Por Arturo Zárate Ruiz

Se asocia la civilización al desarrollo tecnológico y urbano, aunque no siempre ocurra. Por un lado, se le ejemplifica con Egipto, pero no con los nómadas del desierto. Algunos de estos destacaron por su pujante civilización. Desde tiempos de Abraham, Isaac y Jacob —aún errantes, con apenas algunos rebaños, es más, con el templo que no era más que una tienda de campaña—, los judíos desarrollaron una cultura que sigue presente en nuestros días, acogida globalmente. Por otro lado, la vanguardia tecnológica no es sinónimo de civilización.
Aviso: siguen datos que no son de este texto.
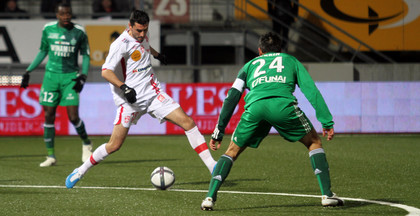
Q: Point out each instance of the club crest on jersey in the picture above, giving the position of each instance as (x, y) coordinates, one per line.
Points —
(136, 55)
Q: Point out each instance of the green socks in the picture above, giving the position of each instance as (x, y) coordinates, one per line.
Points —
(221, 171)
(49, 134)
(320, 166)
(80, 129)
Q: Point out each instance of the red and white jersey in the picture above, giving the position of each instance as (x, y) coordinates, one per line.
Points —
(130, 60)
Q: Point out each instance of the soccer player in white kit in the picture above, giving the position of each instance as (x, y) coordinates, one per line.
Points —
(136, 91)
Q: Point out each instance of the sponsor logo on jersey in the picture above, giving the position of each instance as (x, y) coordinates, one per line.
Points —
(70, 97)
(127, 119)
(317, 171)
(142, 69)
(73, 41)
(218, 177)
(161, 98)
(270, 79)
(53, 36)
(136, 55)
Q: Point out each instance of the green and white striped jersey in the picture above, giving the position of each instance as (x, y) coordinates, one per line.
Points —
(63, 46)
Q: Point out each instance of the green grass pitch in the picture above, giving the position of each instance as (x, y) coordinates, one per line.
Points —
(383, 168)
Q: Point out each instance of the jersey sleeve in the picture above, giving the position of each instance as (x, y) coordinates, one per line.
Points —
(44, 41)
(231, 101)
(116, 53)
(311, 92)
(84, 44)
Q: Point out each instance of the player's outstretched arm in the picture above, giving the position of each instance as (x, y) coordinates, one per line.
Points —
(328, 132)
(214, 144)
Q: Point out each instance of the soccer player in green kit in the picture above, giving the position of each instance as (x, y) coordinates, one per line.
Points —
(271, 79)
(62, 40)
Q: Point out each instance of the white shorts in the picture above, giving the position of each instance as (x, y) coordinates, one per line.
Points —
(158, 107)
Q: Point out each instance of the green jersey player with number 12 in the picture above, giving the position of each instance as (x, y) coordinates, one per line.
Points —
(271, 79)
(62, 40)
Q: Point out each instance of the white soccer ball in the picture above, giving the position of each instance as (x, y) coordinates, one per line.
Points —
(162, 178)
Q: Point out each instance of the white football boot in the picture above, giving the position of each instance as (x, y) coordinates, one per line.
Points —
(86, 152)
(332, 201)
(207, 204)
(49, 162)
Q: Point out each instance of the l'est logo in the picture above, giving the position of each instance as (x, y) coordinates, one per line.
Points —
(136, 55)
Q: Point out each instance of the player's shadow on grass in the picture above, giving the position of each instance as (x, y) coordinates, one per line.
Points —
(20, 156)
(347, 205)
(135, 161)
(227, 183)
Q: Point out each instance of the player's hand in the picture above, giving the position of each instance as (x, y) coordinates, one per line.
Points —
(328, 132)
(216, 138)
(25, 80)
(129, 93)
(214, 145)
(161, 58)
(80, 81)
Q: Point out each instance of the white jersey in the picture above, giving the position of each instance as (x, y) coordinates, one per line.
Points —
(130, 60)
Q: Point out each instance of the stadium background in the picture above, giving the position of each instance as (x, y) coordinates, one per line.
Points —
(366, 66)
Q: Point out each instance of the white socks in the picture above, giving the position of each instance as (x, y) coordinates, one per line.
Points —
(198, 143)
(98, 155)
Lo muestra esa parodia cómica de películas de extraterrestres, Marcianos al ataque. Los científicos de la Tierra suponen que por sus avances en la ciencia y la técnica son aquéllos súper-civilizados y buenísimos, y no son sino unos salvajes crueles. Sin ser ficción, los cartagineses fueron el pueblo más poderoso del Mediterráneo antes de Roma. Ellos eran también unos bárbaros que sacrificaban niños a los demonios. Y aunque muy educados, los espartanos eran peores porque mataban a sus propios hijos simplemente si no los consideraban bonitos.
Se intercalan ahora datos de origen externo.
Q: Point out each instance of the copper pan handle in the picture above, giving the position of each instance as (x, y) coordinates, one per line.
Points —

Ciertamente los romanos no eran angelitos. Abundaron, entre ellos, personajes como Nerón. Pero, más que la invención de la bóveda arquitectónica, más que la disciplina militar, produjeron un monumento civilizador, el más importante: las leyes y las instituciones de ellas derivadas, que en gran medida perduran. Su vigencia es lo que distingue a las naciones civilizadas de las bárbaras.

Los imperios de líderes poderosos como Atila el Huno, o aun educados como Alejandro Magno, sucumbieron al morir ellos. Aunque en vida lograron conquistar territorios que se extendieron por varios continentes, su herencia no perduró por no fundarla ellos en leyes e instituciones sabias.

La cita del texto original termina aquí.